Another line of research is pursuing the upregulating of antioxidant genes by manipulating hormonal levels and nutrition. Some of this research is based on the observation of the female advantage in longevity over males in a wide range of different species. It has been noted that female mitochondria produce 50% less H202 than males. Additionally, females overexpress glutathione peroxidase and superoxide dismutase as a result of oestrogens stimulating the mitogen-activated protein (MAP) that transmits signals from a receptor on the cell surface to the nuclear DNA. Oestrogens also activate the nuclear factor kappa B (NF—kB) signalling pathway that serves as a regulator of innate immunity.30

Gene expression via intense pulsed light

Research by broadband light has focused on a rather limited examination of gene expression, isolating specific genes and emphasizing the aspects that fit their rejuvenation hypotheses, while neglecting the potential harmful effects that overexpression of these same genes may present.31–32 The researchers are affiliated with Stanford University, however, research cited was financed by Sciton, a company producing medical and aesthetic laser technologies, the Nu Skin multilevel marketing company and others. Initially, these investigators did not actually test facial skin but took biopsies from the forearms of healthy older females with moderate to severe photodamage on their forearms. They report that “the periodic acid–Schiff stain showed no obvious changes in collagen quantity in the dermis between treated and untreated aged samples...” They claim that “elastotic fibres” were diminished, most likely trying to allege that elastosis, a process known as photoaging was diminished. However, they fail to mention if there were any new elastin fibres that would signify an improvement in skin elasticity. Importantly, these investigators were invested in verifying their hypotheses instead of falsifying them – a necessary requirement in all experimental science that must comply with validity and reliability principles. They postulate that they found “regeneration” genes as a result of the BBL treatment and cite only the assumed rejuvenation functions of several genes, despite the fact that all of these genes have dual functions that include inflammatory processes that actually speed up ageing as well as potential progression into malignancies.

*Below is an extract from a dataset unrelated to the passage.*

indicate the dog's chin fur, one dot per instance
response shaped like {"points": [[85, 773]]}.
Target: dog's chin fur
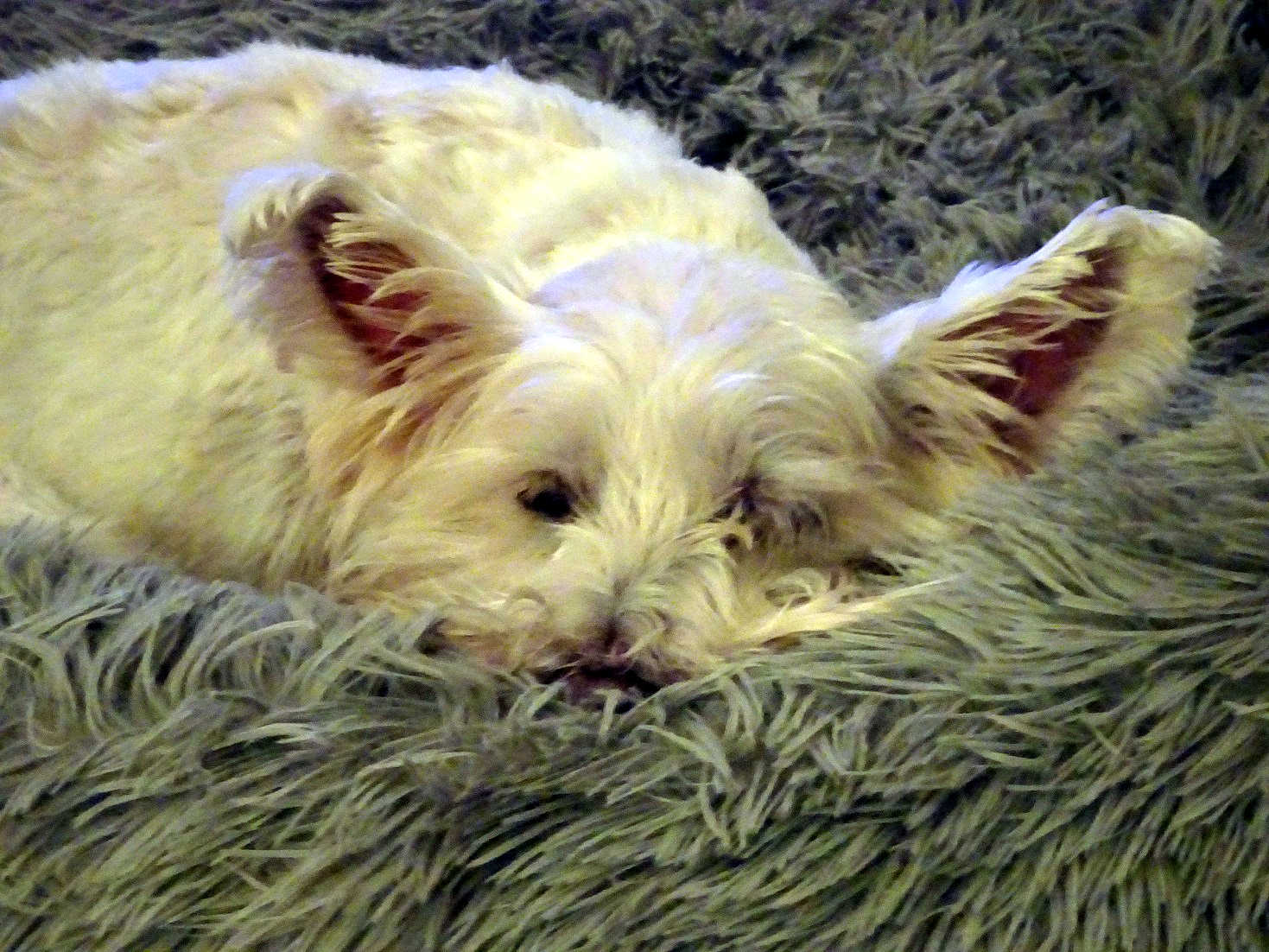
{"points": [[466, 340]]}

Some of the “regeneration” genes mentioned by the BBL research are the following:

ZMPSTE24 (zink metallopeptidase STE 24)

This is a protease that cleaves proteins, involved in the processing of Lamin A, which plays an important role in nuclear structure and function. Mutation in the Lamin A is associated with Progeria (Hutchinson-Gilford syndrome) which represents the most severe syndrome of early aging.33,34 However, recent research has reported that ZMPSTE24 overexpression is positively correlated with C-Reactive protein that signifies inflammation. Inflammation provokes overexpression of both ZMPSTE24 and lamin A/C RNA which are positively correlated with the premature ageing marker progerin.35 In conclusion, a certain level of expression of the ZMPSTE24 gene may be related to anti-ageing. Yet, overexpression of ZMPST24 is associated with inflammation which speeds up the ageing process. Therefore, claiming that BBL produces an absolute “rejuvenation” effect appears to be an oversimplistic narrow perspective of the biological process underlying this trauma-based procedure that cannot convincingly exclude the possibility of inflammation. If BBL increases inflammation, then the inflammation-driven overexpression of ZMPSTE24 may in fact promote aging which is the opposite of rejuvenation.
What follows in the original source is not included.